Studi yang diterbitkan dalam jurnal Advances in Atmospheric Sciences ini mengungkap bahwa suhu air laut di bagian permukaan maupun area yang lebih dalam mencapai rekor tertinggi pada 2024 sejak pengamatan instrumental yang dilakukan manusia dimulai pada abad ke-19.

Dilansir dari Antara, Sabtu (11/1), studi tahunan itu dilakukan oleh tim ilmuwan multinasional dari tujuh negara, termasuk China, Amerika Serikat (AS), Italia, dan Prancis.

Kepala peneliti Cheng Lijing dari Institut Fisika Atmosfer (Institute of Atmospheric Physics/IAP) di bawah naungan Akademi Ilmu Pengetahuan China (Chinese Academy of Sciences/CAS) telah memimpin studi tentang suhu lautan global ini selama bertahun-tahun.

Menurut dia, lautan, yang mencakup 70 persen permukaan Bumi, merupakan komponen penting bagi iklim planet tersebut karena menyerap sekitar 90 persen kelebihan panas yang disebabkan oleh pemanasan global.

"Lautan menentukan pola cuaca dengan mentransfer panas dan kelembapan ke atmosfer, dan hal itu juga mengendalikan laju perubahan iklim," kata Cheng.

Untuk memahami apa yang sudah terjadi atau apa yang akan terjadi pada planet ini, kita harus mencari jawabannya di lautan, imbuh dia.

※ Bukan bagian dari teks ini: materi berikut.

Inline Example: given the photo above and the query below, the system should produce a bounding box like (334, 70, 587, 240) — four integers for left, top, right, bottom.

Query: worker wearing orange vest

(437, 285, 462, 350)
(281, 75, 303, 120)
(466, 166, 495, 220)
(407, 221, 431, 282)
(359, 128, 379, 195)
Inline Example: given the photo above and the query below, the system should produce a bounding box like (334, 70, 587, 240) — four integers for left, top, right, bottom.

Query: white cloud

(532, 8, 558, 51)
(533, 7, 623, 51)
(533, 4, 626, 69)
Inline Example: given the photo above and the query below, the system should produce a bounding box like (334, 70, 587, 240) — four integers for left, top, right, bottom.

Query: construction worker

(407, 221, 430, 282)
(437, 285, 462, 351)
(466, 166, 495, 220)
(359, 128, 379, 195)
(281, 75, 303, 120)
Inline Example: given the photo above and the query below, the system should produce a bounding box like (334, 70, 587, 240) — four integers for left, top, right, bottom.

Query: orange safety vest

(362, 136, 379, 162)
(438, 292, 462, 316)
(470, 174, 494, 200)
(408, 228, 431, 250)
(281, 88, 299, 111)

Studi terbaru mengungkap bahwa pada periode 2023-2024, peningkatan kandungan panas di 2.000 meter teratas lautan setara dengan 140 kali total listrik yang dihasilkan di seluruh dunia pada 2023.

Suhu permukaan laut juga memecahkan rekor. Suhu permukaan mengacu pada suhu lapisan paling atas lautan yang jaraknya paling dekat dengan atmosfer. Suhu itu krusial karena menentukan laju perpindahan panas dan kelembapan dari lautan ke atmosfer, sehingga memengaruhi pola cuaca, Cheng memaparkan.

Menurut data dari IAP, rata-rata suhu permukaan laut global pada 2024 naik 0,07 derajat Celsius dibandingkan pada 2023, mencetak rekor baru sejak dimulainya pencatatan data observasi modern. Data pemantauan dari AS dan sejumlah institusi penelitian Eropa yang terlibat dalam studi ini juga menunjukkan tren peningkatan yang konsisten.

Menurut studi itu, perubahannya tidak seragam, dengan variasi regional yang signifikan. Samudra Atlantik mengalami pemanasan bersamaan dengan suhu di Laut Mediterania dan Samudra Selatan di garis lintang tengah.

Sementara itu, suhu di beberapa area di Samudra Pasifik Utara meningkat dengan cepat, sedangkan di area-area lain, khususnya wilayah tropis, pemanasan terjadi dengan lebih lambat. Hal itu terutama disebabkan oleh pengaruh fenomena cuaca La Nina/El Nino di area tersebut.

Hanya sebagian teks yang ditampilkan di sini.